I was shopping for a new coffeemaker, and wanted one of the Keurig models. These use pre-measured “k-cups” of coffee, which you put into the machine, and in less than 60 seconds, your coffee is ready-to-drink. Comparing the different models available, one of the main differences was the ability to make different sizes of cups; one model offered the user four choices cup sizes: 6, 8, 10, and 12 ounces, if I’m not mistaken. I was very curious how the machine manages to use such widely vaying amounts of water with the same prepackaged amount of coffee.
I ended up choosing the “B-50” model, mostly because it was for a great price, and was the only model available at Costco. Page 4 of the manual says
Following this logic, it seems to me that a 12-ounce cup made with this same amount of ground coffee is going to be quite weak. What are other people’s experiences? Do the larger machines have some way to strengthen the coffee? For example, do they run the water through the k-cup a second time?
I don’t know how that would work out, but are you sure you want to lock yourself into buying prepackaged filters? There is such a variety of great coffee out there.
I have seen such coffee makers as you describe in the OP in discount stores - though I’m not sure of the name brand, and it appears like the coffee makers they are almost giving away, which makes me think they are going to stick it to you with the coffee packets you have to buy from them.
The way I understand the brewing process is that no method extracts all of the soluble coffee bits from the fresh grounds. To extract more (get stronger coffee or more coffee), you increase temperature, pressure and time. There’s obviously a limit to how much you can extract from a given set of grounds, but I would guess that most drip-like coffee making processes don’t come close to extracting 100%. So it’s quite possible that the 12-ounce cup and the 8-ounce cup have very similar strength.
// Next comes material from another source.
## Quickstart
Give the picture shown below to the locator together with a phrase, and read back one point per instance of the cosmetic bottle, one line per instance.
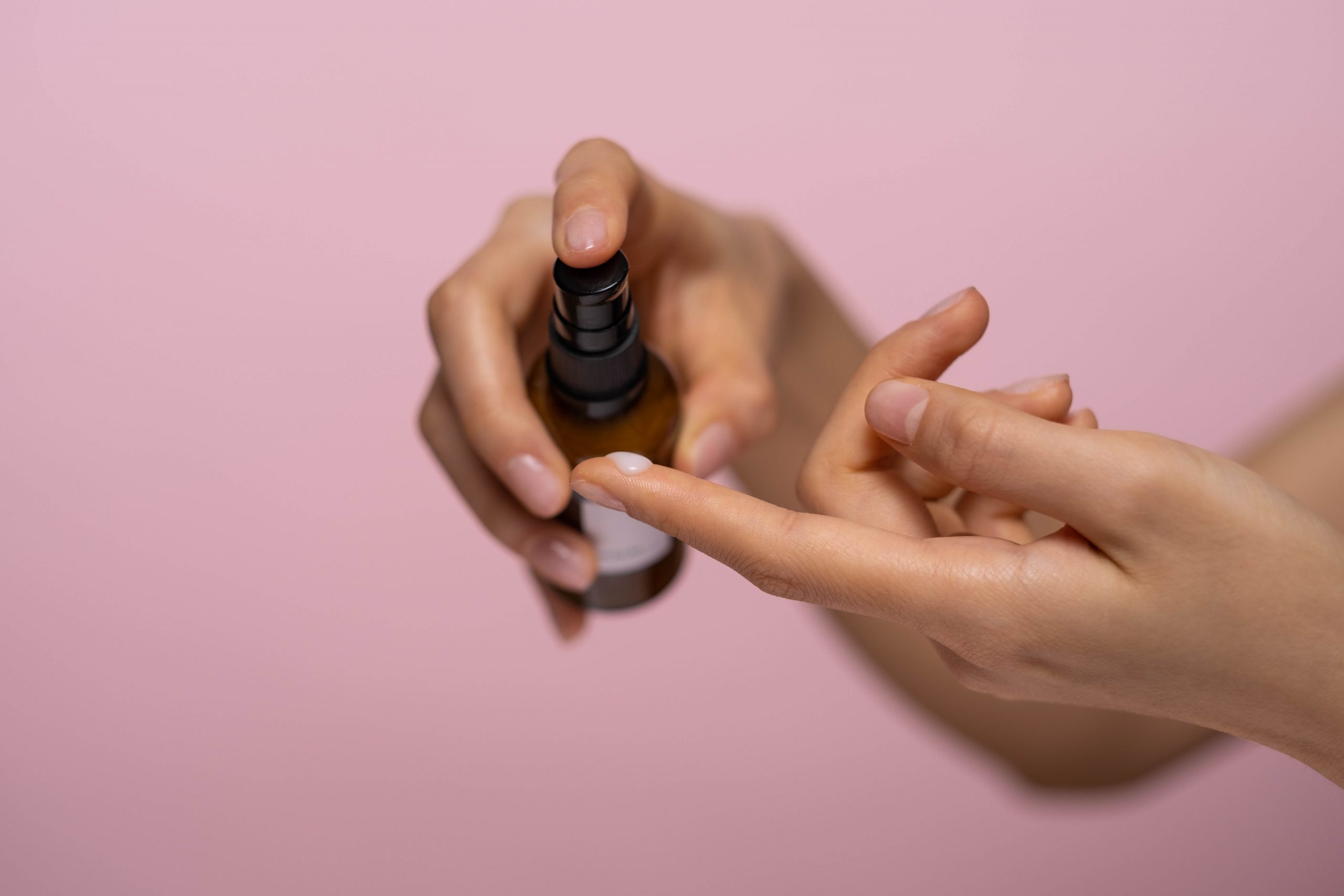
(600, 390)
In other words, a given set of grounds is going to have a “brewing” curve for each method used. You’re drawing out coffee solution into fresh water at a certain rate that certainly can be near-constant (although I am not sure that this is actually the case) for a given range of volumes/time.
Although their mention of the larger cup being weaker makes me think that the machine doesn’t bother changing the settings, just the amount of water it puts through.
I have this Keurig K-cup style of coffeemaker at work and at home (I got the “Special Edition” brewer that makes three sizes, in 5-1/4, 7-1/4 and 9-1/4 oz). I quite like it as the coffee comes out pretty much just the way I like it every time (the Green Mountain Columbian particularly). It tastes like fresh ground (to me) without the hassle of grinding and cleaning up stuff. I can take home some of the Green Mountain K-cups from the office for free coffee, or use this reusable K-cup coffee filter for my own fresh-ground coffee when I feel like it.
That said, you are right to be suspicious about the small, medium and large cups all being made with the same amount of coffee. As far as I can tell, all that happens is that more water runs through it. YMMV, of course; try making the 8 oz. cup and see if it’s palatable to you first, but I have tried making the larger cups of coffee versus the smallest one, and it definitely tastes “watered down” to me. And the “corporate grade” Keurig machine in my office doesn’t even allow me to specify an alternate size (it always comes out as a 6 oz. serving).
To fill a larger mug, I make multiple servings of the smallest size cup. I use 2 K-cups to make two 5+ oz. servings to fill a large travel mug (leaving some room for milk).
Well my point was that you wouldn’t necessarily have to change the settings. I simply don’t know enough about coffee to claim one way or another, but this seems reasonable to me. Each drip spends roughly the same time going through the coffee, and is roughly of the same volume. The strength of each drop of coffee coming out can be almost constant until a certain cutoff point after which the “easily brewed” part is over and you either need to increase temperature, time or pressure to brew same strength.